As mention is last post, various impact in financial impact would be:
- P&L = Depreciation expense
- Balance sheet = Accumulated depreciation
- Cash Flow Statement = Adjusted in Operating Cash Flow as a non cash expense
Here is explanation in layman language :
- It's first recorded on Balance Sheet as a fixed asset when cash paid or liability incurred for payment.
- Then your cost center is responsible for a recurring charge (depreciation), similar to a lease payment for the use of the fixed asset (office furniture, leasehold costs, PC equipments, phone system, etc.) over time until fully paid (depreciated).

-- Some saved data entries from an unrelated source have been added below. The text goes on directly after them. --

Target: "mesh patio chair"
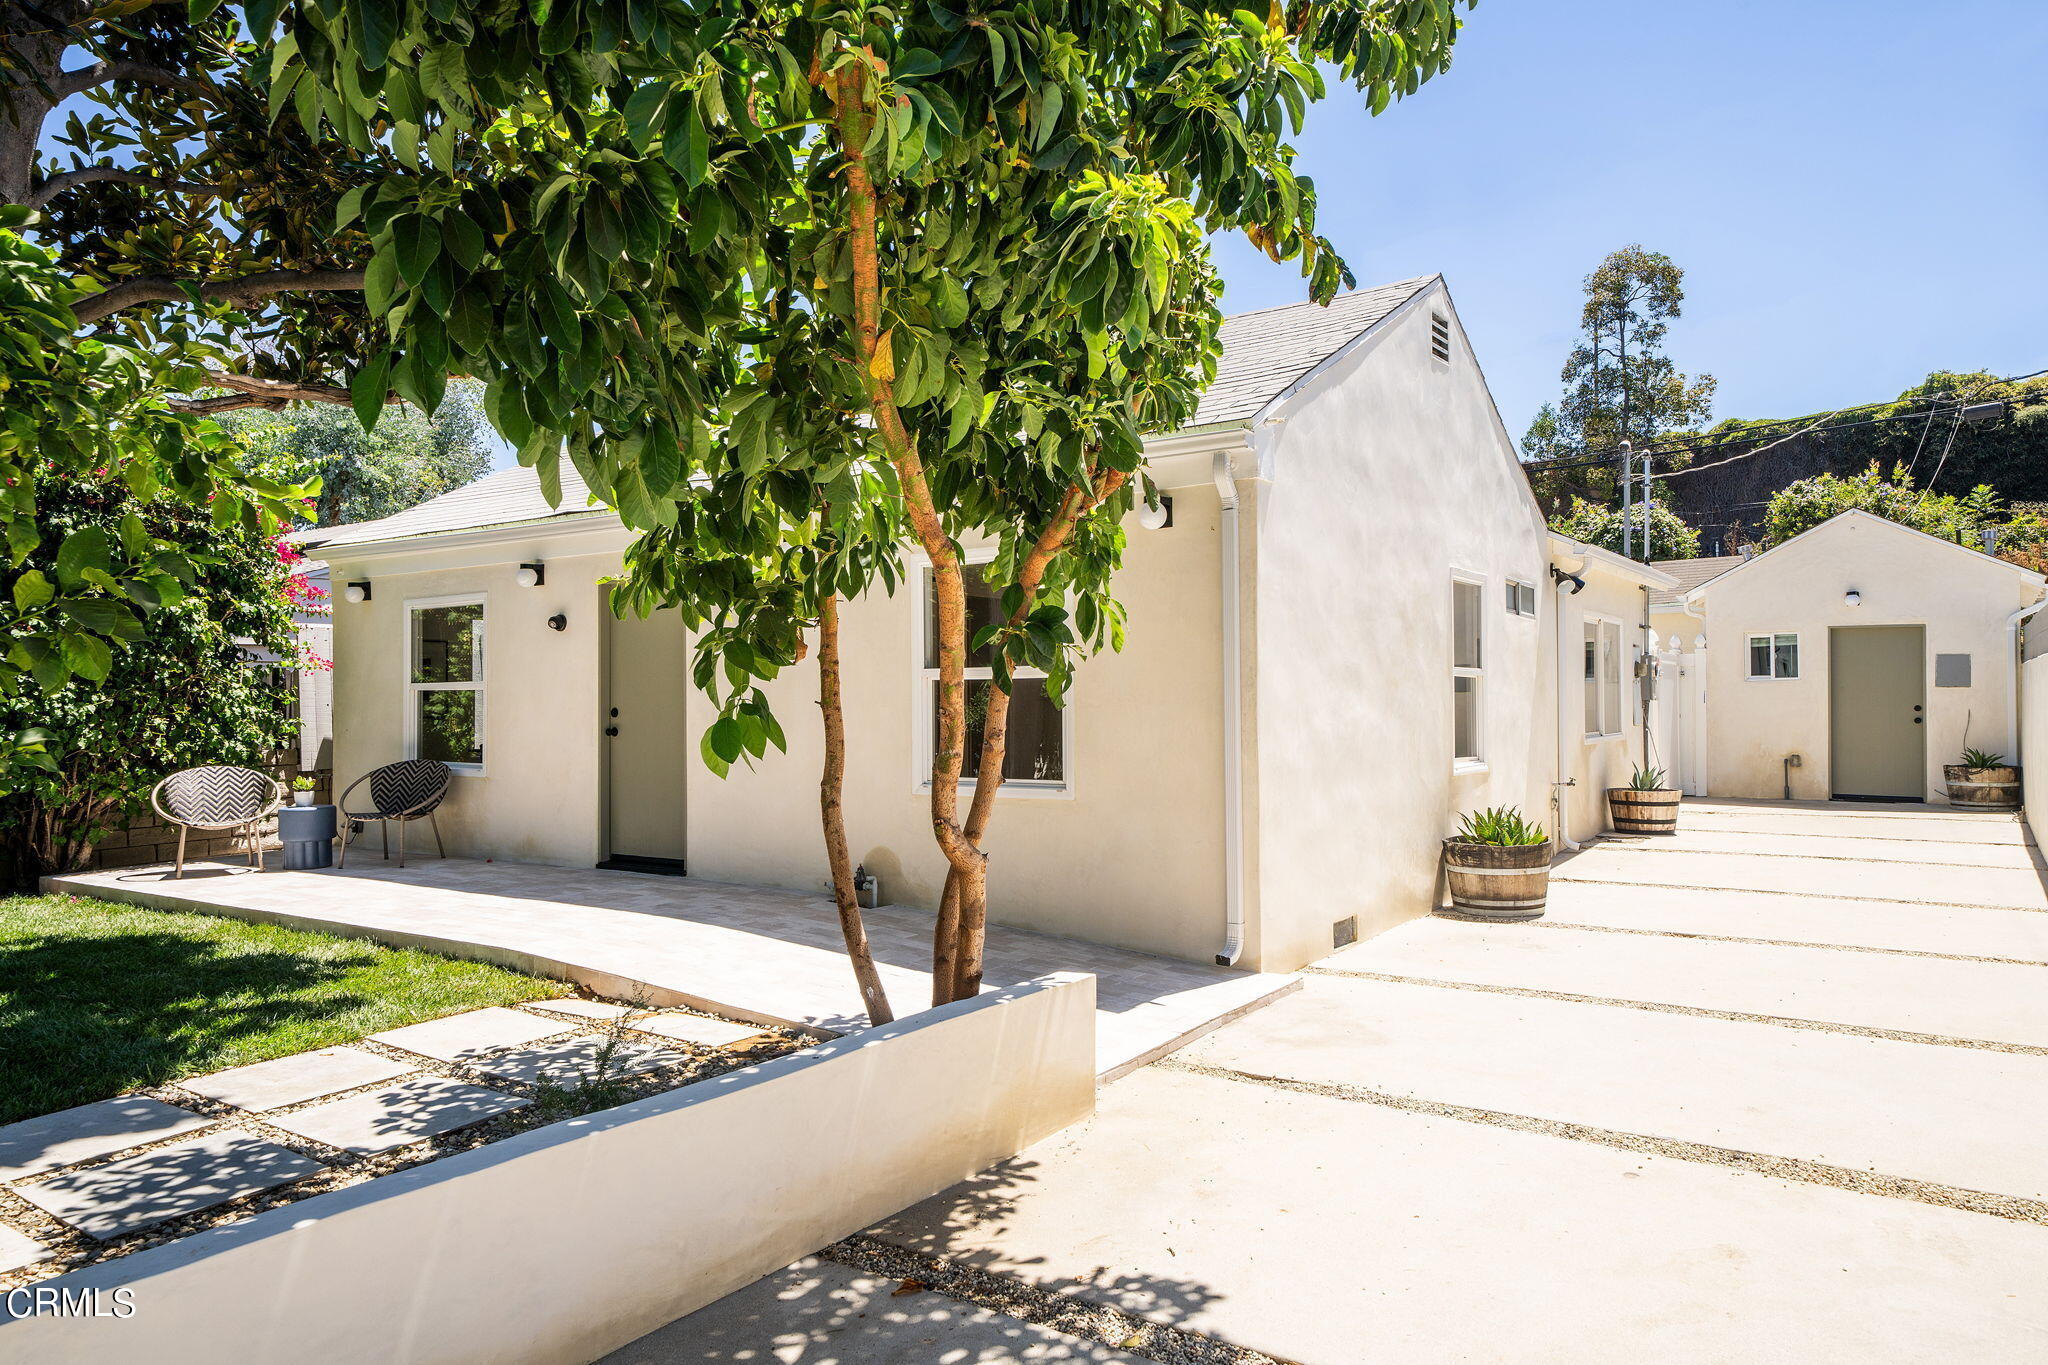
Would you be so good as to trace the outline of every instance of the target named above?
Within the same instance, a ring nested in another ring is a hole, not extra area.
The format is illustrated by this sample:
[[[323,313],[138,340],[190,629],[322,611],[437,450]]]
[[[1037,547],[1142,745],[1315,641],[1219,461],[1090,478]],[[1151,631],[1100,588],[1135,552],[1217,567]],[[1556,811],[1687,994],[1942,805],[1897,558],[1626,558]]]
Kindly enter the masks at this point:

- Balance Sheet also keeps track of charges called accumulated depreciation until the recorded charges reduce the fixed asset to a zero book value. That's when it's fully recouped from cost centers.
- Your P&L account is charged with the recurring charges (depreciation) for book purposes (intercompany allocation) which in essence requires no cash transfer because it's already paid/charged on fixed asset account.
- Your cost center is to reimburse for the use of the fixed assets over the estimated life or statutory tax period, and as a result reduces your cost center's net profit.
- Cash flow wise doesn't change because your cost center is one of many inside the same company's cash account. It's simply paying one hand to the other, so your cost center's profit gets debited on paper for depreciation, and it's a non-cash transfer - simply a journal entry the accountants keep track monthly, quarterly, semi-annually or annually.
In another word an accrual based accounting system, depreciation expense matches the cost of the asset with the revenues generated by it over it's useful life to get a better picture of true profit (or loss) in a specific period. If you were to expense the asset at the time of purchase (cash based) you would have artificially low profit in the period the asset was purchased and artificially high. On the Balance Sheet, Accumulated depreciation reduces the value of the asset to reflect the expensed portion moreover the the cash flow statement will give you the picture of cash movement in a specific period.